Ken Carlson | Modest Bee

The Stanislaus County Planning Commission on Thursday approved environmental work for the tallow plant expansion, but postponed a public hearing on land-use considerations.

Darling Ingredients’ proposal to expand the animal rendering facility on South Carpenter Road by £200,000 per day was reset on October 6th. The county rescheduled Tuesday’s land use hearing.

The Texas-based company has agreed to close its Fresno tallow plant next year after years of complaints about noxious odors, and offload some of its work to its rendering facility on South Carpenter Road in Stanislaus County.

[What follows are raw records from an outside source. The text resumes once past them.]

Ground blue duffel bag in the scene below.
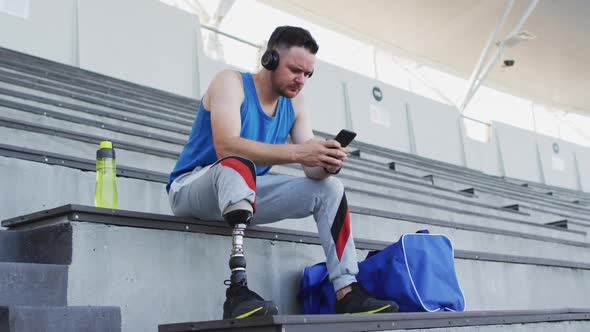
[298,231,465,314]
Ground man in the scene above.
[167,26,398,319]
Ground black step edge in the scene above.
[0,224,72,265]
[158,308,590,332]
[2,204,590,270]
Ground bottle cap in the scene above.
[96,141,115,159]
[100,141,113,149]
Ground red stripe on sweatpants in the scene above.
[221,158,256,210]
[336,208,350,260]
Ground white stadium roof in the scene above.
[263,0,590,116]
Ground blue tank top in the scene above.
[166,73,295,191]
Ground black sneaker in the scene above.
[334,282,399,314]
[223,285,279,319]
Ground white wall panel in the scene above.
[346,75,411,153]
[302,60,352,135]
[574,145,590,192]
[464,135,504,176]
[78,0,200,97]
[408,95,465,166]
[492,122,543,183]
[537,135,580,190]
[0,0,77,65]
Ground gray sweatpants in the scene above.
[169,157,358,290]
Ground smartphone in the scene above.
[334,129,356,148]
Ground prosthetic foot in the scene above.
[223,201,278,319]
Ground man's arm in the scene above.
[291,94,347,180]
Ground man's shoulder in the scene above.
[213,69,242,83]
[208,69,243,94]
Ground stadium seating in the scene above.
[0,45,590,331]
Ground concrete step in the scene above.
[0,81,196,135]
[357,159,590,218]
[4,206,590,331]
[2,144,585,245]
[158,308,590,332]
[0,224,72,265]
[0,119,572,233]
[0,49,196,109]
[0,123,177,173]
[0,262,68,306]
[0,59,197,114]
[0,157,171,219]
[0,66,194,120]
[0,106,185,153]
[0,96,188,144]
[6,151,590,262]
[0,306,121,332]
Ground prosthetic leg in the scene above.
[223,201,252,286]
[223,201,278,319]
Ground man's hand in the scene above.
[296,138,348,173]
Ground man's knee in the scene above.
[215,156,256,178]
[320,177,344,198]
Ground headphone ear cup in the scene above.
[260,50,279,71]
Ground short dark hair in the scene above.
[266,25,320,54]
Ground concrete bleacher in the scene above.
[0,44,590,331]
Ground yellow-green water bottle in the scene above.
[94,141,119,209]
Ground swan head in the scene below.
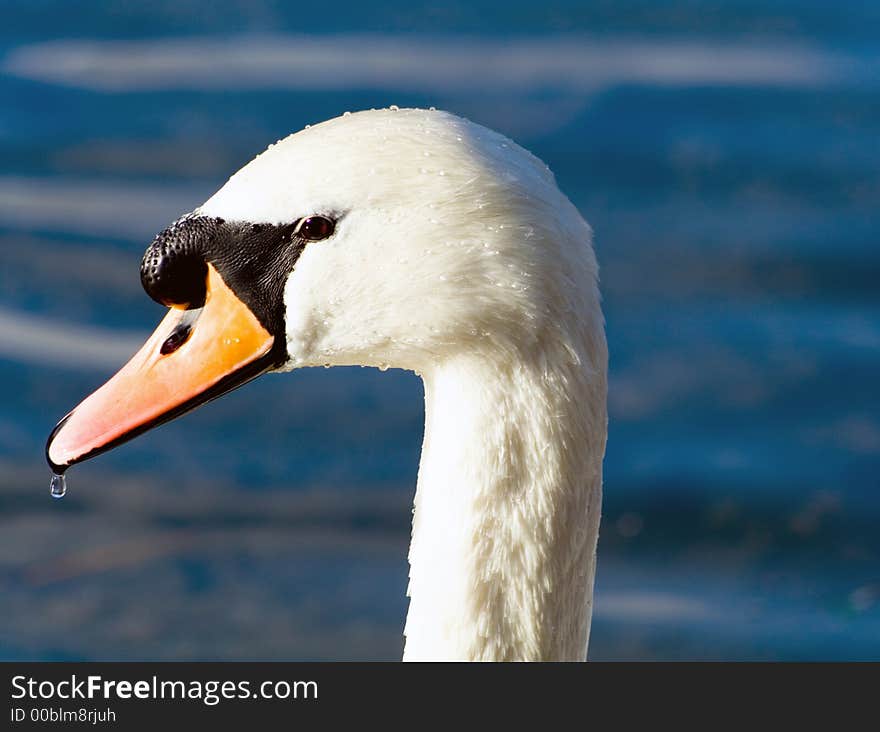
[47,109,601,472]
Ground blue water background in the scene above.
[0,0,880,660]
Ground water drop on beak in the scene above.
[49,474,67,498]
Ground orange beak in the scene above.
[46,265,277,473]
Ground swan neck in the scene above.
[404,347,606,660]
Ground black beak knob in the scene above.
[141,216,219,308]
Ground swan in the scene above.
[46,107,608,661]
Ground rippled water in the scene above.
[0,0,880,659]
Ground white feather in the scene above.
[200,109,607,660]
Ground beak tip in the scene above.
[46,412,73,475]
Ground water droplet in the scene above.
[49,474,67,498]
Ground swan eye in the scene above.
[296,216,336,241]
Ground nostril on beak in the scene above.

I would like to move.

Another tallow plant, Modesto Tallow, closed in 2006, but Darling Ingredients’ facility in South Carpenter is located in a less densely populated area 13 miles south of Modesto.

County staff said the rendering facility hasn’t received many complaints from surrounding property owners.

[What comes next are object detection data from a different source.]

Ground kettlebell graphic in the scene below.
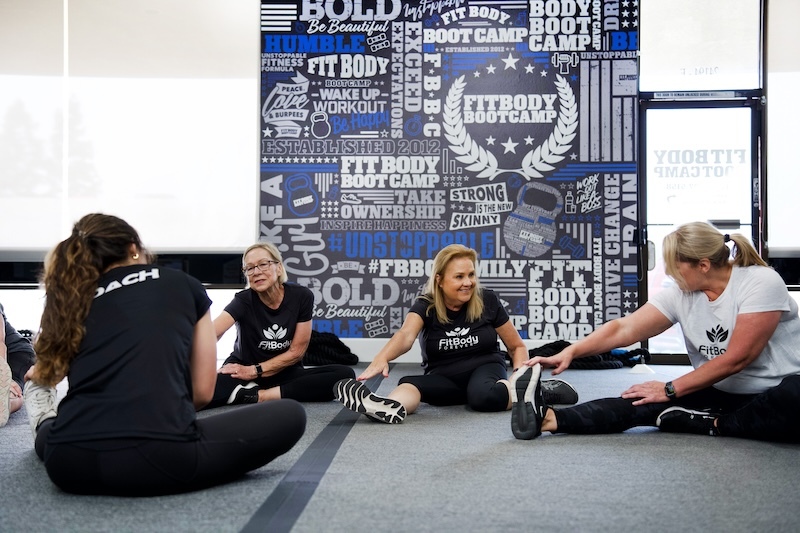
[503,181,564,257]
[311,111,331,139]
[286,174,319,217]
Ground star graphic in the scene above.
[502,52,519,70]
[500,137,519,154]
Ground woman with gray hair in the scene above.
[511,222,800,442]
[336,244,578,424]
[207,242,355,408]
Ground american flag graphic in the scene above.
[261,3,299,32]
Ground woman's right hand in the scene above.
[356,359,389,381]
[525,350,573,376]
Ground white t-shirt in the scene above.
[650,266,800,394]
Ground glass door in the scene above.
[640,104,760,354]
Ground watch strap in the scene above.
[664,381,675,400]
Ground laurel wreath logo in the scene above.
[443,75,578,180]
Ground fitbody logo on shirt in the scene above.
[258,324,292,352]
[439,326,478,352]
[94,267,158,298]
[697,324,729,361]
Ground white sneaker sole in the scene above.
[510,364,542,440]
[335,378,406,424]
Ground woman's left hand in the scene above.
[219,363,258,381]
[622,381,669,405]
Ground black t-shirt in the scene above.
[49,265,211,443]
[225,283,314,366]
[410,289,509,376]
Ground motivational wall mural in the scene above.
[259,0,639,340]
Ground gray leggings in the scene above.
[555,376,800,442]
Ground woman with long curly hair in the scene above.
[24,213,305,496]
[336,244,578,424]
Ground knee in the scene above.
[280,400,306,444]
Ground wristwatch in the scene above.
[664,381,675,400]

“The old Modesto tallow piece received such public scrutiny,” said Planning Commissioner Wayne Zipser. “It wasn’t in the right place. This one.”

Zipser, former executive director of the County Agriculture Department, said he supports the project moving forward.

Located on a 74-acre site, the Darling Ingredients plant receives animal carcasses from dairies, livestock producers and abattoirs and transforms the waste into animal feed, organic fertilizer and feedstock for diesel production.

The company is seeking permission to add facilities and increase production from 1.65 million pounds to 1.85 million pounds daily. The expansion could add 10 he to 52 employees. The expanded facility will handle some of the work transferred from the now-shut-down Fresno plant, county staff said.

Lisa Smith, who lives next door to the Carpenter Road factory, is one of many neighbors who oppose the expansion.

She said Thursday that noxious odors near the plants smell like rotting carrion and bad foot odor.

Smith said her mother died suddenly last year from a respiratory illness unrelated to COVID-19. “Children cannot live here,” she said. “It’s too dangerous. There aren’t many residents, but it’s hard to believe that it’s not having a serious impact on the environment.”

Smith, who has lived in the house for a year, said the water, soil and air around the plants should be tested. She also suspects rendering work is polluting the San Joaquin River to the west.

“The impact is real, they don’t listen to us,” Smith said.

About 30 people signed a letter against the expansion, complaining of bad odors, air pollution, polluted water and skin infections allegedly caused by contaminated water from taps.

opposition letter

The letter states that it expresses the collective opinion of neighbors and those who pass by the tallow plant on a regular basis. However, county officials said none of the signers listed an address and they did not appear to be property owners in the area.

Smith explained that some people who signed the letter tried to live near the rendering plant and moved within a month or two.

She said it’s not easy for residents to move away from the rendering plants because of the sharp rise in rents in the area and limited rental housing.

County staff said they could not substantiate the complaint to state regulators. From 2018 to 2021, there were a small number of factory air quality violations recorded by the San Joaquin Valley Air Pollution Control District.

In response to complaints in the letter, Darling said the company operates in a highly regulated industry and that plant operations are overseen by the Regional Water Quality Control Board, aviation districts, and counties.

Darling said the factory uses systems to control odors, and wastewater is treated to remove contaminants before it is reused at the facility.

Darling Ingredients, a self-proclaimed global leader in turning food waste into sustainable products, has 250 plants in 17 countries, including an organic fertilizer plant in West Turlock. The 140-year-old company has grown over the decades by acquiring other animal rendering businesses.